Im Mittelpunkt des Treffens stand das mit rund 500 Wohneinheiten geplante Quartier 3, das bereits zwei Wochen zuvor in Form einer Ausstellung im Foyer des Rathauses B der Öffentlichkeit präsentiert und ausgestellt wurde. Henrik Thomsen, Geschäftsführer des Investors Groth-Sahle, stellte das Entwurfsergebnis des Büros Brederlau und Holik vor und ging auf die Besonderheiten des Sonnenkamps ein. Der Entwurf zu Quartier 3 wird jetzt einer Feinabstimmung unterzogen, der Hochbaubeginn ist für Mitte 2021 vorgesehen.

Riesige Ausmaße: So soll das Mega-Baugebiet zwischen Hehlingen und Nordsteimke einmal aussehen. Quelle: Rasehorn, Anja (06-1)

Enge Zusammenarbeit mit Bürgern wird fortgesetzt

„Es war spannend, den Prozess einer sehr lebhaften, teilweise sogar leidenschaftlichen Entwurfsfindung in Funktion eines Beiratsmitglieds, aber selbstverständlich auch aus den Augen eines Bürgers, transparent und nachvollziehbar verfolgen zu können“, sagte Beiratsmitglied Harald Hoppe. Henrik Thomsen bedankte sich für die „bisher sehr erfolgreiche Zusammenarbeit mit allen Beteiligten“ und fügte hinzu: „Der Beirat und die Kinder- und Jugendbeteiligung sind für mich und unser Unternehmen eine sehr wichtige Größe. Wir freuen uns auf die zukünftige Zusammenarbeit“.

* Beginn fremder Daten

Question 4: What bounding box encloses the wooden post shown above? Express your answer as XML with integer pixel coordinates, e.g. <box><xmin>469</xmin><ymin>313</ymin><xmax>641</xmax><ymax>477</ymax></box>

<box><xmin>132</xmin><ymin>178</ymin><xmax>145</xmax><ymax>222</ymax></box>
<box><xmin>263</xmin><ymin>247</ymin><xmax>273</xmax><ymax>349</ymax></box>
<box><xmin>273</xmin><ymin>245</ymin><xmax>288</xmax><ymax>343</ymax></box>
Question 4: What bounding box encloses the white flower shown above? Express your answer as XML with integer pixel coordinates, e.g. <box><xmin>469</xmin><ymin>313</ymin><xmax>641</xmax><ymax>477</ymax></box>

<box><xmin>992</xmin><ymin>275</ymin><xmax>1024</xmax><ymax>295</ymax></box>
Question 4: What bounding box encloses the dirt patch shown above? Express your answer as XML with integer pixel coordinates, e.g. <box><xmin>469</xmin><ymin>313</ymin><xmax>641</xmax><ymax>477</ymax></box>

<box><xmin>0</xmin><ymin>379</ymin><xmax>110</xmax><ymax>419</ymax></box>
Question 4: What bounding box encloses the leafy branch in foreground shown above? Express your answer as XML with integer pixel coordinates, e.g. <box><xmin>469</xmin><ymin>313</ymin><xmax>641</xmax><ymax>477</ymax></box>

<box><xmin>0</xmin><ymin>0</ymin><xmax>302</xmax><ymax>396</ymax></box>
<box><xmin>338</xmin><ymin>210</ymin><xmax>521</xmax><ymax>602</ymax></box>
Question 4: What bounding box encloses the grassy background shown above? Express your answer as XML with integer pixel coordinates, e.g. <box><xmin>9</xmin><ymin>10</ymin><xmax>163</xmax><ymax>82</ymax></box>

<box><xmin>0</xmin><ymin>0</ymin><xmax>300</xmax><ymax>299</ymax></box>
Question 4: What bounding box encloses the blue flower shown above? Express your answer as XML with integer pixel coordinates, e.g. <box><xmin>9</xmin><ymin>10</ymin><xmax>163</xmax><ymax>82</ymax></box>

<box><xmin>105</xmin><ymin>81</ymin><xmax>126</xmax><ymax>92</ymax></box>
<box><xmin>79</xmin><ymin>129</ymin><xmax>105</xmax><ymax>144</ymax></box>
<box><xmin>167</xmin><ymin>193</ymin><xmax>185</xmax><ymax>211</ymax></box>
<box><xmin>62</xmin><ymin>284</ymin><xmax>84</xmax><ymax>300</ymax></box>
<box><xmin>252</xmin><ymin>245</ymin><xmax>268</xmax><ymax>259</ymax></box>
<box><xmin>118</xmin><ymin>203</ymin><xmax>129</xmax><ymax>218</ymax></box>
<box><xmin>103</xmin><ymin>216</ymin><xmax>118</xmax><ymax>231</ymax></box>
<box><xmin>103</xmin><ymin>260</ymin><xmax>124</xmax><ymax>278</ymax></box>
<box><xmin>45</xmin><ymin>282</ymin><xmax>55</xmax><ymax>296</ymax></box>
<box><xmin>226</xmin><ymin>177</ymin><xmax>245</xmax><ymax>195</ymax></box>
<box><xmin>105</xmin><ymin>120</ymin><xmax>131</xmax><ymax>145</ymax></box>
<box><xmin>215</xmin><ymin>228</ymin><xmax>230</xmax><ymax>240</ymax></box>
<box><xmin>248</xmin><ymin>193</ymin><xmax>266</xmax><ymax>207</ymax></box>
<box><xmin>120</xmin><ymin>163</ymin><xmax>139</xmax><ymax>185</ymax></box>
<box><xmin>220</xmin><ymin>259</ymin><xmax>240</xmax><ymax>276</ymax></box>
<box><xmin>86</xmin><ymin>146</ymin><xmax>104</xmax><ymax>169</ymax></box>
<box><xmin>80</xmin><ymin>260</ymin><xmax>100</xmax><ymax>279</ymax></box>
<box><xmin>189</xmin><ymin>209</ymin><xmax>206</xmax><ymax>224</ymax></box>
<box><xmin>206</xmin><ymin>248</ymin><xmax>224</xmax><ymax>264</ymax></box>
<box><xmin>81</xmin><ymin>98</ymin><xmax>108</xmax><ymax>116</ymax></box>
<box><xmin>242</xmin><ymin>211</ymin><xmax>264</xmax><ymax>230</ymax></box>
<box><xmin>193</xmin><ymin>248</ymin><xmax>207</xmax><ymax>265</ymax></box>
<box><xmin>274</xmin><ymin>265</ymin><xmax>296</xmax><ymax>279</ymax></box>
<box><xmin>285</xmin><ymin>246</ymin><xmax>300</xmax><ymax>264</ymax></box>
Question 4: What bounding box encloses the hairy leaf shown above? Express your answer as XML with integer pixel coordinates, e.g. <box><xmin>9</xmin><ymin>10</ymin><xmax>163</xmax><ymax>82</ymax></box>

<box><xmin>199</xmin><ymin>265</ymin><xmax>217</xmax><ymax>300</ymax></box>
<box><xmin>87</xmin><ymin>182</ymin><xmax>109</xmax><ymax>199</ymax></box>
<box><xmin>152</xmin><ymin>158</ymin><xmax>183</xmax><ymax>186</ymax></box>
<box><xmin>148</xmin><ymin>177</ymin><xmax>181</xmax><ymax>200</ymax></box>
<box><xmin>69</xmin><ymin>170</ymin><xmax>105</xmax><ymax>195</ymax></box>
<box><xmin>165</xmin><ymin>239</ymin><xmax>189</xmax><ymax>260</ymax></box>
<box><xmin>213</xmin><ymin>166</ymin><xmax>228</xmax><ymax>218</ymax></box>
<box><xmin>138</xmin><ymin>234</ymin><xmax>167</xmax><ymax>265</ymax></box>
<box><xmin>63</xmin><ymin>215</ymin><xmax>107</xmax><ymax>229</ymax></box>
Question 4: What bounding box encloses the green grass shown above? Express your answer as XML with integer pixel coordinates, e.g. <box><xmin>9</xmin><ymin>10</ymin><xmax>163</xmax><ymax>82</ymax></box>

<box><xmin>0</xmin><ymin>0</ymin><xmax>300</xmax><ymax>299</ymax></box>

Denn auch im Jahr 2019 soll die erfolgreiche und intensive Zusammenarbeit fortgesetzt werden. Das mit 400 Wohneinheiten geplante städtische Quartier 4 und ein gesondertes Forschungsprojekt zu einem urbanen Quartier bieten erneut die Möglichkeit der Mitwirkung.